Xi Jinping’s charm offensive helps bolster diplomatic, economic ties with Europe
More personal approach by Xi bolsters China's standing on continent, even as disagreements over human rights and trade policy persist
President Xi Jinping's European charm offensive has strengthened Beijing's economic and diplomatic clout with the EU, although trade disputes and human rights remain a potential source of tension going forward.
Easing up on the tough rhetoric and stressing co-operation, Xi's strategy marked a shift in how China engages its biggest trading partner, after the two sides seemed on the verge of a trade war over a multibillion-euro dispute over Chinese solar panel imports.
Xi instead focused most of his remarks on how the two sides could work together during his 10-day tour in the Netherlands, France, Germany and Belgium.

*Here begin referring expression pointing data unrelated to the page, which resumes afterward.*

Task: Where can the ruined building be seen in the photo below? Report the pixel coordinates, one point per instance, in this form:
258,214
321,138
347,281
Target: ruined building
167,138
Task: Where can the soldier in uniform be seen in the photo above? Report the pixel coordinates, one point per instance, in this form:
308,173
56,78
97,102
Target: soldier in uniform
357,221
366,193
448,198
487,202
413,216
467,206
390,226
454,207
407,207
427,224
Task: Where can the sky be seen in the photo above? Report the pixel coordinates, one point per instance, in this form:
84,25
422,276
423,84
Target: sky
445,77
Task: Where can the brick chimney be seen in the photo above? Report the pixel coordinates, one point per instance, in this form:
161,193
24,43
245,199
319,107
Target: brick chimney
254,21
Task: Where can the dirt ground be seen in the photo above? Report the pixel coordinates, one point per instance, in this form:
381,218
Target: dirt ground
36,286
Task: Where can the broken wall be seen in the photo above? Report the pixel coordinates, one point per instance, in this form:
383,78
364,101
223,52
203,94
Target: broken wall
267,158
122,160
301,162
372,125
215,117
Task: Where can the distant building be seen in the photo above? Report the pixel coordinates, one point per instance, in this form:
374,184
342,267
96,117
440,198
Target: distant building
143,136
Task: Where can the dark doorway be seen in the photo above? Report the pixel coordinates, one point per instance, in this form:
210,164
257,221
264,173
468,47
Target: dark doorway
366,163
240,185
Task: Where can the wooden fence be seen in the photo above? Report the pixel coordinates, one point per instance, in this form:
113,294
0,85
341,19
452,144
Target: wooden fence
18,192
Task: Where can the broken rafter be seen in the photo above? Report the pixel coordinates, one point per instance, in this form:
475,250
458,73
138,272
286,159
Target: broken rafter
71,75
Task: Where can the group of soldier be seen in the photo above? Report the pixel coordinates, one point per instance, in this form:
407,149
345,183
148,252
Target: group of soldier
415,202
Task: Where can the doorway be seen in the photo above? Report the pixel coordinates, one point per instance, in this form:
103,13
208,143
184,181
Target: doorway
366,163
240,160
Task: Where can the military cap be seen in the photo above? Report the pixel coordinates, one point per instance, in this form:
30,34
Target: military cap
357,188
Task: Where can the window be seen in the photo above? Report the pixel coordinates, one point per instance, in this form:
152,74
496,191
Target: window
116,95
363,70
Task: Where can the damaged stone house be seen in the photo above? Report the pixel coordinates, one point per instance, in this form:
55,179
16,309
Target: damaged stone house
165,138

Watch: China's Xi visits Beijing's pandas on last leg of Europe tour
In Germany, Xi said China's market and German technology, when combined, could promote mutual social development. Xi said Sino-German co-operation would have positive momentum as long as they had a "full tank" and the right steering.

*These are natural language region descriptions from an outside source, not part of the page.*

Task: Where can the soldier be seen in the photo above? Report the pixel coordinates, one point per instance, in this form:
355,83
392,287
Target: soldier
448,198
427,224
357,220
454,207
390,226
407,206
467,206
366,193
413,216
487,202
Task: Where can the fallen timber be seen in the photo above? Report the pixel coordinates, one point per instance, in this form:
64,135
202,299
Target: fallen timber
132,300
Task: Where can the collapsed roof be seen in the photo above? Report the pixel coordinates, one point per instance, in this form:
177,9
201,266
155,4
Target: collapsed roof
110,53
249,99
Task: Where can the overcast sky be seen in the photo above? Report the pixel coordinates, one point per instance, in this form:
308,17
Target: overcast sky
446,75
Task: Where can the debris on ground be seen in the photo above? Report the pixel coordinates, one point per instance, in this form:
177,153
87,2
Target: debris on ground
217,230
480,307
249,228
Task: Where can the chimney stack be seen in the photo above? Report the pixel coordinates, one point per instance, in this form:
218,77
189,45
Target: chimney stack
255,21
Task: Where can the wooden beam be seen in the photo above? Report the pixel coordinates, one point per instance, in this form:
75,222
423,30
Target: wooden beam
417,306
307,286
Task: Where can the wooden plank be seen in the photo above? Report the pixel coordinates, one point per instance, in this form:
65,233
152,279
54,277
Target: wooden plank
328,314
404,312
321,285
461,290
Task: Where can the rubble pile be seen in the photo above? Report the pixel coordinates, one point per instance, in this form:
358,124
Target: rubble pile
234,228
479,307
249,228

"The obvious message of Xi is that Europe matters to China," said Thomas König, China programme co-ordinator of the European Council on Foreign Relations. "China cannot afford to be left behind and this is the more subtle reason for this European charm offensive."
He said China was concerned about the EU's major trade pact negotiations and the upcoming European Parliament election.

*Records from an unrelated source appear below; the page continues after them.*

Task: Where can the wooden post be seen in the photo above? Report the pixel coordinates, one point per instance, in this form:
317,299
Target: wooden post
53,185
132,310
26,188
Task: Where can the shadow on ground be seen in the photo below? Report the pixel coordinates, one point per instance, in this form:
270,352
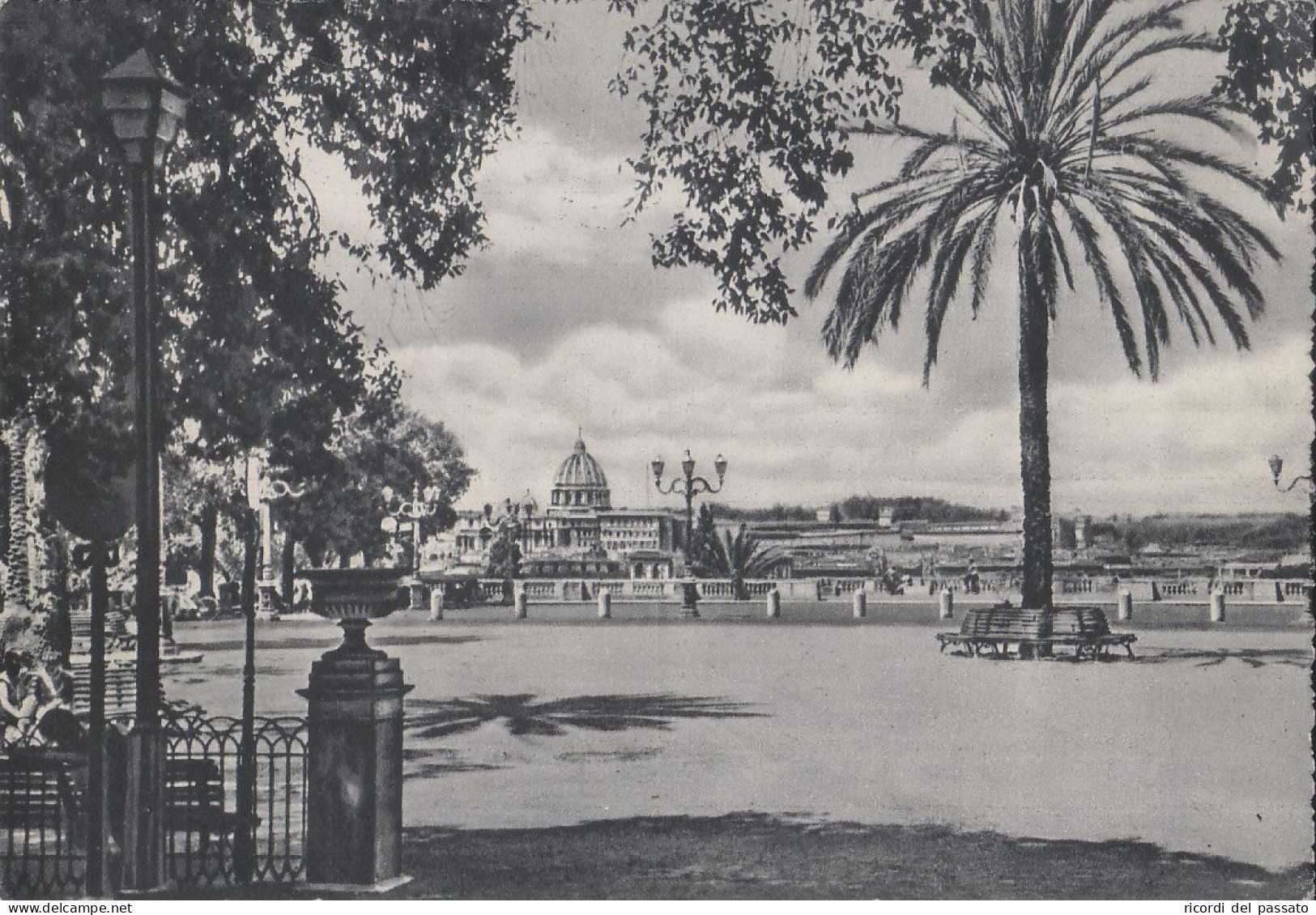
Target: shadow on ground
330,639
757,856
524,717
1211,658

"Beijing might be making many diplomatic mistakes in Asia," said Jonathan Holslag, head of research at the Brussels Institute of Contemporary China Studies, referring to Beijing's response to territorial disputes with its neighbours.
"But in Europe it plays the different capitals masterfully by creating the impression that each country has something special and privileged with China."
A series of trade and economic deals were signed during the trip, and the solar panels dispute was amicably resolved. In France alone, the deals were worth €18 billion (HK$192 billion). The EU said it would consider a free-trade deal with China even though some EU states, such as Italy, are sceptical.
Watch: Xi visits car factory in Belgium, wraps up the Europe tour
Xi also referred to China as an awakened - but peaceful - lion, a departure from the more innocuous language of previous leaders.
"Xi is more willing to show his personable side when engaging foreign audiences," said Zhao Junjie , from the Chinese Academy of Social Sciences.
Zhao said China had more flexibility in contemplating European strategy, as its disputes with the EU do not touch a core interest - asserting its sovereignty and its standing in the Asia-Pacific.
EU officials said the visit could mark a new chapter in diplomatic ties.
China's EU ambassador Yang Yanyi , who arrived in Brussels in January, was more measured, saying: "I have no illusions that our partnership will be irritant-free … but we can work them out."